According to the state run Sunday Mail newspaper, Indigenisation and Empowerment Minister Saviour Kasukuwere last week said the Sovereign Wealth Fund had reached $4 billion after two more mining companies gave up 51% of their shares in compliance.

Kasukuwere said Unki Platinum and Mimosa had finally complied with the indigenization laws after submitting revised compliance proposals. Mimosa's deal raised $550 million dollars and was the most lucrative so far. A deal with one more company, Zimplats, is expected to be cleared sometime this week.

According to reports, mining sector officials in the country this week said government had given them no choice but to "vendor finance" their proposals or risk losing their operations completely.

Increased pressure on the mining firms came after ZANU PF passed resolutions at their conference earlier this month, calling for intensified pressure on the companies.

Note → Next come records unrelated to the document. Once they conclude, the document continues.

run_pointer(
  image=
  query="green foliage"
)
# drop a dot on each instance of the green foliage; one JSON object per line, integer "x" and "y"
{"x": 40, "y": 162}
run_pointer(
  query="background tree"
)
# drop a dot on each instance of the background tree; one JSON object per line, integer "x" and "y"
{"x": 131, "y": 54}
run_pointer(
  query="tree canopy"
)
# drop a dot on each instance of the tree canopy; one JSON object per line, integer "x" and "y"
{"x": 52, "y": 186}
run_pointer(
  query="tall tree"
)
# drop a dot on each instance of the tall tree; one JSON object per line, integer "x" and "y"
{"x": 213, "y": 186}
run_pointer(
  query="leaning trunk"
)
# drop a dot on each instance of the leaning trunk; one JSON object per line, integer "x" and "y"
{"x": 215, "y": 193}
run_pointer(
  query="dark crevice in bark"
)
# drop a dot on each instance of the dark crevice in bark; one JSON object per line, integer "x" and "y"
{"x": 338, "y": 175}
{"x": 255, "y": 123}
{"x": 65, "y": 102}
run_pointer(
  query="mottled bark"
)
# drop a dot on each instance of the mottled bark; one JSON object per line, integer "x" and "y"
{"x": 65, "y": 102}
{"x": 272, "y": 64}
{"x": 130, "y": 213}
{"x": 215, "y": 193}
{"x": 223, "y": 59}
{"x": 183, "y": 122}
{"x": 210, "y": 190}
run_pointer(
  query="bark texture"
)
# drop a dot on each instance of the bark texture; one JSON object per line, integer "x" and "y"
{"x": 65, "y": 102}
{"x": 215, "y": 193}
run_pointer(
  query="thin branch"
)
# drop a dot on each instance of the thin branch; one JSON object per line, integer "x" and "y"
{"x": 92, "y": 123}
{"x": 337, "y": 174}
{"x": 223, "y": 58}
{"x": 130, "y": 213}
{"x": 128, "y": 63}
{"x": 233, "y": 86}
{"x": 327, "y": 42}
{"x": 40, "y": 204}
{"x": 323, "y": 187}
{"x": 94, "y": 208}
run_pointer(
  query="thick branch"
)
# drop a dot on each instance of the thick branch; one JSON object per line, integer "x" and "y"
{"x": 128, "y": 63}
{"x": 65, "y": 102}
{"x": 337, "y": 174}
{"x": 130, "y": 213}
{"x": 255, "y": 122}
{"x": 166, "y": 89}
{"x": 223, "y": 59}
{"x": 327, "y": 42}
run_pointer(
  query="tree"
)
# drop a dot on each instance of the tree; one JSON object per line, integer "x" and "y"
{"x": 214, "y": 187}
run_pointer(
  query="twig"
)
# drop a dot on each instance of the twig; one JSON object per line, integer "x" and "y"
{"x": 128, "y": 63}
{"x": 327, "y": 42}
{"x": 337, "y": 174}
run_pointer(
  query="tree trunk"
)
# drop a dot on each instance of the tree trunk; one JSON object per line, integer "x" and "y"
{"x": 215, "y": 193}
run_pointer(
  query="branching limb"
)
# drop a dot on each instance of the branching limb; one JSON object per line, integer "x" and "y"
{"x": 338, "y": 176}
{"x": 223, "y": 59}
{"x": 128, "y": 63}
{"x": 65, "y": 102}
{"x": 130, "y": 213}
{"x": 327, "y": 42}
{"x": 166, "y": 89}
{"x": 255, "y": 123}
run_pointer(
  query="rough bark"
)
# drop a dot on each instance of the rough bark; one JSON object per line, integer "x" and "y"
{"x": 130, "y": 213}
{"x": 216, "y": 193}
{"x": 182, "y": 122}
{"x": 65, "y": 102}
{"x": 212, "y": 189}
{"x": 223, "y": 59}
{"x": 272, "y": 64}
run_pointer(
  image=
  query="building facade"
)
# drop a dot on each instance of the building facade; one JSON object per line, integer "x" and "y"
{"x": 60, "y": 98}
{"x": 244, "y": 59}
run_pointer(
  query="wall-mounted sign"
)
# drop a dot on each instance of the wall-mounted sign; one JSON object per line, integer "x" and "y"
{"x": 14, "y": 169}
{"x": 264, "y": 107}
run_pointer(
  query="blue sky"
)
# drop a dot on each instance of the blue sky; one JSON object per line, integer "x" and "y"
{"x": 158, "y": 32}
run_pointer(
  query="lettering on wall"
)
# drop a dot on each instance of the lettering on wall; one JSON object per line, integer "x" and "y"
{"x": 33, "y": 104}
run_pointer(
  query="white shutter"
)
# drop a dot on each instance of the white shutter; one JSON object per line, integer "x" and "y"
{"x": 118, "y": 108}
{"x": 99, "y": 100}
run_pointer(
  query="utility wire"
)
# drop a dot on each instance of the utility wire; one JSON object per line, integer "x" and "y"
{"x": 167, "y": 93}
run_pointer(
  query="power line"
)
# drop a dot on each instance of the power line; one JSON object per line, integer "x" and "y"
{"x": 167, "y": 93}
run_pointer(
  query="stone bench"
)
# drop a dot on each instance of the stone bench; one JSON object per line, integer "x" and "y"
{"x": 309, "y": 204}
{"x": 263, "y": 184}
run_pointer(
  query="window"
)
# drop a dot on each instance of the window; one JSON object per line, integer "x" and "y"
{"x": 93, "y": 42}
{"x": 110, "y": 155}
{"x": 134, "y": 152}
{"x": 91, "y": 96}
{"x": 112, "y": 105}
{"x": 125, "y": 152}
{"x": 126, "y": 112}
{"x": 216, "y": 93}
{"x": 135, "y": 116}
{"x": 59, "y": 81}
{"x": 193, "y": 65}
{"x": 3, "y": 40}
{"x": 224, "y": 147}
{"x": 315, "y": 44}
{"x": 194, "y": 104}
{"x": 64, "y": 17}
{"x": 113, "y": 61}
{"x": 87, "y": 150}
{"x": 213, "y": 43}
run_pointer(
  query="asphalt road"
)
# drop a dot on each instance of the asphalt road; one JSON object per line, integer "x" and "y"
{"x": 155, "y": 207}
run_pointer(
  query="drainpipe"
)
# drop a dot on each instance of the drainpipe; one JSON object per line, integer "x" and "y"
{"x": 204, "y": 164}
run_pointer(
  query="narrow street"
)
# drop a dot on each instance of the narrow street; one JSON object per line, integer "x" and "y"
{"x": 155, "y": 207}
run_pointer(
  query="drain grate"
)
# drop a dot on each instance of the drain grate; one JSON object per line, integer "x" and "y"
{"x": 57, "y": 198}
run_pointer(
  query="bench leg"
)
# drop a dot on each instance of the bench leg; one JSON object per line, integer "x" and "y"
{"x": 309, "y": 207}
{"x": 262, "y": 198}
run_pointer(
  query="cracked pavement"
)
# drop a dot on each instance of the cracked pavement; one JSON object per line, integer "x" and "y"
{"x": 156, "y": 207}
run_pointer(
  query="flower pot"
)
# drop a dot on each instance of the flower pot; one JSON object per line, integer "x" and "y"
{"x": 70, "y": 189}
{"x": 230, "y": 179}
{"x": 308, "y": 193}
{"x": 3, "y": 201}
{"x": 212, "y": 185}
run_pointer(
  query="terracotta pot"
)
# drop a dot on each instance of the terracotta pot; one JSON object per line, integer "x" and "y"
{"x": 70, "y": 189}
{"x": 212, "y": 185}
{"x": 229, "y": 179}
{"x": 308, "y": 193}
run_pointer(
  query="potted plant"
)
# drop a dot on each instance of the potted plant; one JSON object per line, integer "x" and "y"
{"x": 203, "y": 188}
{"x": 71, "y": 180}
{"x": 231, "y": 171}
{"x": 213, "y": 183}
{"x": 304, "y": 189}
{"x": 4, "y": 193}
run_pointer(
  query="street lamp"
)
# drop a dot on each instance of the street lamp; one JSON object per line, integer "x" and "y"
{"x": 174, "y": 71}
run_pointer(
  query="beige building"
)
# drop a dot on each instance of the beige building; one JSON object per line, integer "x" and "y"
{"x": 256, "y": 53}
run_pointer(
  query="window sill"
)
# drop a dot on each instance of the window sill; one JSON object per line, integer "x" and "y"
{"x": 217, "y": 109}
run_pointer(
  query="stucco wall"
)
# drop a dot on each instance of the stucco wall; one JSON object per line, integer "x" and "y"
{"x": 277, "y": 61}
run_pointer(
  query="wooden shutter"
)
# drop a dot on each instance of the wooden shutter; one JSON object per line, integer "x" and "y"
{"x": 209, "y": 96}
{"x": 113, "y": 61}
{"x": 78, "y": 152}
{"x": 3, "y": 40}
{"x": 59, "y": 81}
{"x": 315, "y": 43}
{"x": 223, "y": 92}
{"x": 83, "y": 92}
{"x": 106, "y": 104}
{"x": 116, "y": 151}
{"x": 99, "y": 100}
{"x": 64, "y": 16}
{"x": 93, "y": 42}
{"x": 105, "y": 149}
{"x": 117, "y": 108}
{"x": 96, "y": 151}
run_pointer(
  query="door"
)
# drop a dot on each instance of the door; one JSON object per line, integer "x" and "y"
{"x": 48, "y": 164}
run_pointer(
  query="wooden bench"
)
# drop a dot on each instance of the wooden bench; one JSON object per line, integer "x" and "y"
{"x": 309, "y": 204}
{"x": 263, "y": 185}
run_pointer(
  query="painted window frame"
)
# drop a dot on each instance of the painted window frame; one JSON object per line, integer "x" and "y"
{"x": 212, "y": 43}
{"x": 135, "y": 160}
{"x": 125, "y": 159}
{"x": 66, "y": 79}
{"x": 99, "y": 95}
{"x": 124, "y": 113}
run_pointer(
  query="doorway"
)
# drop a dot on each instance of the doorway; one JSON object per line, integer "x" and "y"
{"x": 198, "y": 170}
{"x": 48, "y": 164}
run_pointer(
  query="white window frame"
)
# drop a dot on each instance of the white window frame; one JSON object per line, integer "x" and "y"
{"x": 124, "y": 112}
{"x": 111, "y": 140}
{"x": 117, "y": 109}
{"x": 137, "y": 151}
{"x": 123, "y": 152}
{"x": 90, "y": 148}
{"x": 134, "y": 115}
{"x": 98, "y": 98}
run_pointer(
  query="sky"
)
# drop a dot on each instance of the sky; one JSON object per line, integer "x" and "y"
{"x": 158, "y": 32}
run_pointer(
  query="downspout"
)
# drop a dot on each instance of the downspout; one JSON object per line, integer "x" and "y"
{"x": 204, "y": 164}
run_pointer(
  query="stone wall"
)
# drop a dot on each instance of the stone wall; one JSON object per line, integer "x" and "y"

According to Kasukuwere $1.8 billion of the acquired shares went through the National Indigenisation and Economic Empowerment Fund (Nieef) and the rest is supposed to go to community trusts and employee share ownerships schemes.

Luke Zunga from the Global Zim Forum dismissed the indigenisation policies as nothing more than massive looting. He said the communities and so-called indigenous people, who are supposed to benefit, do not have direct access to any of the money made through indigenisation.

"These shares are either going to be held in the Sovereign Fund or whatever, so that they are in the control of those departments of government. It is these organizations that decide how much to give to the communities," Zunga explained.

He added: "This is asking for scandal, money disappearing and people killing each other going after the money. This is not an economic development policy. It is not. It is simply taking over shares from people who have been building up their companies."

Economists have criticized ZANU PF's indigenisation plan as massive looting and electioneering, saying it drives away foreign investors and has a negative impact on the economy.

The MDC formations have also received strong criticism for not being more vocal in opposing the plans.